NVMe is a protocol used by the Peripheral Component Interconnect Express (PCIe(r)) bus to access flash storage. NVMe allows a more efficient way to use flash media when connected to PCIe and this standard is becoming prevalent over SAS/SATA connections in data center applications. As in HCI architecture, SSDs are installed directly to the PCI bus and the storage is available to the applications and workloads contained within the server. When scaling up using NVMe-oF technology, designers can now extend the PCIe bus out of the physical hardware node and deploy flash assets to the applications and workloads on demand using high- speed Ethernet connections and running RoCE (RDMA over Converged Ethernet) or TCP (Transmission Control Protocol) protocols.

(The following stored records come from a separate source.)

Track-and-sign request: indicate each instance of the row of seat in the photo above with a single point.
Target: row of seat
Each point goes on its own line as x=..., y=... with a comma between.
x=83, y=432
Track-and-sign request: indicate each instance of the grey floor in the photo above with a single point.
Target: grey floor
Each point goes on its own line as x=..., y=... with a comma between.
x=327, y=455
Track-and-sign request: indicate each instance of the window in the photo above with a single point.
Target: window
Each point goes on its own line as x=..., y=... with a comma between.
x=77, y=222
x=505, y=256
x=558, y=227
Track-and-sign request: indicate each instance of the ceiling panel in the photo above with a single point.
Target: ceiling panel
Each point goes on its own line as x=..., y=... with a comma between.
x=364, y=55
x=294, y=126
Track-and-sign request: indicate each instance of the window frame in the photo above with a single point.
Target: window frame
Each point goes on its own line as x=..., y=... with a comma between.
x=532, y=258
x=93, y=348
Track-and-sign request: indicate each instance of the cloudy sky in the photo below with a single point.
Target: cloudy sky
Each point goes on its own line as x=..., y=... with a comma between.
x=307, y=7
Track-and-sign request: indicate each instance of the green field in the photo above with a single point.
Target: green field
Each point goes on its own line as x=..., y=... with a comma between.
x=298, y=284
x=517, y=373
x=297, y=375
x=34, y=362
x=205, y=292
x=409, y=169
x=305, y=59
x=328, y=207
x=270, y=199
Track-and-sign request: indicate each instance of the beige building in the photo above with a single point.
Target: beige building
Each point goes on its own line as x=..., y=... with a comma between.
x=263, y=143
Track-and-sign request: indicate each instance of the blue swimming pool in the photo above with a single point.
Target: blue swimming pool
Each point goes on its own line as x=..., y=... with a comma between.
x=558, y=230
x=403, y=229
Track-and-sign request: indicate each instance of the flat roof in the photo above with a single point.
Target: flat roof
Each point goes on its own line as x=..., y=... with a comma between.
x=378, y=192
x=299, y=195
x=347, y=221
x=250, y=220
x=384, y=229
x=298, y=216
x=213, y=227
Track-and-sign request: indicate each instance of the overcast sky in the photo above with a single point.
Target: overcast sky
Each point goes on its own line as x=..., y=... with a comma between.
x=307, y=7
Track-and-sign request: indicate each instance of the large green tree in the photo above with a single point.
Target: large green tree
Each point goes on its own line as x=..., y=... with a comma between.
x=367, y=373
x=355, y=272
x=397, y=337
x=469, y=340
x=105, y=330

There are several inherent benefits in the deployment of storage using NVMe-oF that are immediately realized.
- Minimize Capex: By disaggregating flash from the server, storage can be added separately from other resources when only more storage is needed minimizing Capex spend when applications require additional capacity.
- Deploy Best of Breed: As new Flash technologies are developed and higher performance SSD’s come to market, NVMe-oF allows these newer devices to be deployed at a disparate cadence from the HCI node that contains CPU, software, and other unneeded resources when additional storage is all that is required.
- Increased resource utilization: Separating flash into independent pools allows storage architects to allocate and share flash resources more efficiently leading to significant cost savings, especially for organizations with highly variable workloads.
- Greater flexibility: The ability to add flash externally when needed gives customers great flexibility. Flash is disaggregated so there’s no waiting for a refresh cycle, giving organizations the ability to scale and future proof their assets as needed and respond to changing business needs. Flash can be added to applications without disrupting the service being performed on the server.
- Improved performance: Sharing flash storage through NVMe-oF allows the flash storage to be accessed by multiple applications and servers as if it were locally deployed in the server. This architecture allows storage architects to more effectively scale their infrastructure to meet the demands of high-performance workloads, such as machine learning and artificial intelligence.
With its many benefits, NVMe-oF is being adopted today and will continue to be a growing trend in the future of storage architectures. It allows designers to create a high-performance storage environment with latencies that rival direct attached storage (DAS), and enables flash devices to be shared, which creates very high utilization. We aptly call this Asset Velocity.